ILLUSION DE MOUVEMENT
M. Hollande ne peut ni relancer l’économie par la dépense ni mettre en place ces réformes dans lesquelles le mot « socialisme » trouvait sa raison d’être. Le mariage pour tous relève de ces dernières réformes bienvenues que l’on peut encore accomplir parce qu’elles ne coûtent rien et donnent l’illusion du mouvement.
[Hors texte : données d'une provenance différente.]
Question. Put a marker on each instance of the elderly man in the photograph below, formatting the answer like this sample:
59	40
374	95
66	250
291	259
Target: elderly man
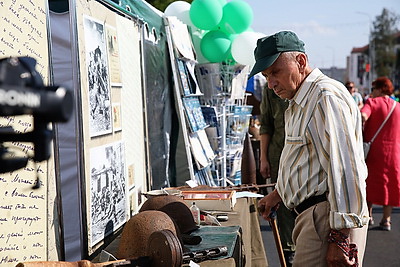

La création de quelques postes de fonctionnaires et la restauration de la retraite à 60 ans pour une poignée de salariés sont le dernier coup de menton – coûteux – d’un socialisme à bout de souffle.Le président ne gagne qu’un peu de temps en augmentant la pression fiscale – l’une des plus élevées du monde. C’est l’inconvénient d’être socialiste dans un pays où la droite, sur ce plan, n’agit pas différemment. Cette fiscalité décourageante contribue à gripper les ressorts de l’entreprise et elle a donc sa part dans le chômage record. La gauche de gouvernement est prise au piège, entre l’évidence de son impuissance et ses prétentions idéologiques, lesquelles lui permettent peut-être de contenir une gauche de protestation.
Elu président socialiste dans un monde où le socialisme a disparu, François Hollande découvre que le nouvel état des choses ne laisse aucune place au socialisme d’hier et que son parti n’a rien préparé pour le monde d’aujourd’hui. Après avoir inutilement accusé l’argent, l’euro puis l’Allemagne, François Hollande devrait dire adieu au socialisme et définir enfin une autre politique lui permettant de retrouver un rôle dans l’histoire.